This popcorn loses calories when it pops

    by coce8221

    24 Comments

    1. Big-Lettuce8378 on

      Either that or the missing 8 grams are just steam and water weight — the calories didn’t really vanish, just got lighter.

    2. Unpopped probably assumes you eat the whole slab, butter and all. After you pop it, not all the melted fats stick to the popcorn likely accounting for the difference

    3. Ever notice how much fat is impregnated in the bag afterward? This ain’t rocket appliances, like the man said.

    4. Sorry-Climate-7982 on

      For some reason it also appears to lose 8 grams of mass??!!
      Doubt if that is due to some kind of fission reaction.

    5. Aggressive-Secret103 on

      Calories are a measurement of energy burned a poped corn has lost some of it potential energy so less calories makes sense

    6. Lacking brain cells lacking! So does the grams! 🙄 49 grams unpopped bs 41 popped of course there is less calories with less grams!

    7. Including nutrition information for unpopped popcorn is a bit strange, as it’s rather difficult to eat that way…

    8. The popcorn loses mass when popped (don’t ask me what mass or where or how) according to this packaging. 49g of unpopped gives 41g of popped, which is 83.673% (some other decimal places after that) of the original mass.
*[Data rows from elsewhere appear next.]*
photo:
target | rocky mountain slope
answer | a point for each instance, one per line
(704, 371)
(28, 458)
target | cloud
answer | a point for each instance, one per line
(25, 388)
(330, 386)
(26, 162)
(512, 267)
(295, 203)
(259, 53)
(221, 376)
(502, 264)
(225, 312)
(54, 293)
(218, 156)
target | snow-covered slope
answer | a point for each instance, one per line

The calories are 250 for unpopped, and 210 for popped, which is 84% of the original calories.

      They’re literally just accounting for the lost mass.

    9. Holy crap! I just looked at the popcorn in my cupboard not 10 min ago and noticed this and was like huh that’s weird.
      It also loses a little fat.

    10. I suspect it’s because they are assuming not all of it will pop, hence the missing 8g in mass.

    11. ___mm_ll-U-ll_mm___ on

      Rub your hand inside the bag after emptying it if you really want them. Those calories are stuck to the walls

    12. Maybe they’re accounting for kernels that stay unpopped. You’re not expecting to eat those kernels.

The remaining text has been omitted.